Resources, things to buy, free stuff
- Head First Java
- SCJP Study Guide
- SCJP Practice exam book
- A set of blank flash/record cards, these will be around £4 from your local stationary shop, use them to write important points and revise when you can spare the odd 5 minutes here and there.
- Evernote.com - Get signed up on there, its a great way to store your study notes. You can also get the mobile app to revise your notes when on a train / plane etc.
- JavaRanch.com – Post up here in the certification section any questions that you may have, very useful community
- StackOverflow.com – I used this a lot for finding answers that were not always obvious in the study guides. If your questions are well defined, you’ll get great help here
- Colleagues – Don’t underestimate your peers, if you don’t understand areas of the syllabus, chat to people!
- Whizlabs – Great testing kit, but make sure you use it. I wasn’t aware that the software expires after 1 year, so unfortunately I didn’t get to use it for my exam :(
- Enthuware – This is much better than whizlabs as it doesn’t require being online, and you get to select how many questions. Often I didn’t want to do all 60 in one go
When booking my exam, I gave myself around 3 months, considering I’d already been over the book a few times it was plenty enough to recap the important chapters and squeeze in some mock tests. If you’re sitting this for the first time, I’d suggest a preparation schedule like below, assuming you will have 8 months to prepare. Of course, if you’ve been developing for a while you can probably skip the first 2 weeks, read the study guide in a condensed amount of time, and take less practice tests.

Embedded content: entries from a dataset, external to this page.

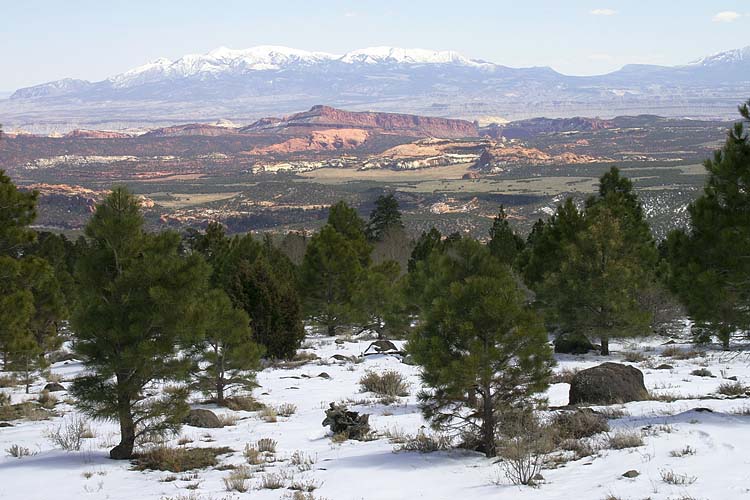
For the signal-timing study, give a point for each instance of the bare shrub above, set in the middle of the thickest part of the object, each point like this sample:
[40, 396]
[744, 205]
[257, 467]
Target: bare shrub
[307, 485]
[286, 410]
[389, 383]
[272, 481]
[253, 455]
[564, 376]
[70, 434]
[302, 461]
[579, 424]
[179, 459]
[17, 451]
[243, 403]
[46, 400]
[266, 445]
[237, 479]
[227, 419]
[687, 450]
[671, 477]
[624, 439]
[526, 442]
[732, 389]
[269, 414]
[425, 443]
[633, 356]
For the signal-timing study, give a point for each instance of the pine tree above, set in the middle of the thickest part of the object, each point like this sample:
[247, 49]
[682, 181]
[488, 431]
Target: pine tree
[32, 303]
[547, 241]
[379, 302]
[330, 271]
[345, 221]
[17, 211]
[260, 280]
[426, 243]
[272, 302]
[481, 349]
[710, 263]
[384, 217]
[504, 243]
[595, 291]
[139, 300]
[228, 349]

|Week 1||Read Head First Java|
|Week 2||Read Head First Java|
|Week 3||Take a week off|
|Week 4||Study guide chapter 1|
|Week 5||Experiment with code relating to chapter, then do chapter quiz|
|Week 6||Study guide chapter 2|
|Week 7||Experiment with code relating to chapter, then do chapter quiz|
|Week 8||Study guide chapter 3|
|Week 9||Experiment with code relating to chapter, then do chapter quiz|
|Week 10||Study guide chapter 4|
|Week 11||Experiment with code relating to chapter, then do chapter quiz|
|Week 12||Study guide chapter 5|
|Week 13||Experiment with code relating to chapter, then do chapter quiz|
|Week 14||Study guide chapter 6|
|Week 15||Experiment with code relating to chapter, then do chapter quiz|
|Week 16||Study guide chapter 7|
|Week 17||Experiment with code relating to chapter, then do chapter quiz|
|Week 18||Study guide chapter 8|
|Week 19||Experiment with code relating to chapter, then do chapter quiz|
|Week 20||Study guide chapter 9|
|Week 21||Experiment with code relating to chapter, then do chapter quiz|
|Week 22||Study guide chapter 10|
|Week 23||Take a week off|
|Week 24||Whizlabs Tests|
|Week 25||Whizlabs Tests|
|Week 26||Whizlabs Tests|
|Week 27||Take a week off|
|Week 28||enthuware tests|
|Week 29||enthuware tests|
|Week 30||enthuware tests|
|Week 31||Take a week off|
|Week 32||Self assessment 1, then brush up on any key areas you really missed on|
|Week 33||Self assessment 2, then brush up on any key areas you really missed on|
|Week 34||Practice test 1 & 2|
|Week 35||Practice test 3 & 4|
Tips for the exam:
- Get there early, my train got cancelled so I was running/stressing to the exam room, which didn’t help.
- Don’t stress! Thats the worst thing you can do!
- The actual exam will say how many answers you need to select, so don’t worry about the “select all that apply” that you often see in mock tests.
- You can “strikeout” answers on the real exam, which means you can eliminate the answers you think are wrong, very useful for those questions that are a complete guess.
- You don’t get your results immediately, you have to login to Oracle Certview about an hour after completing the exam to see your score card.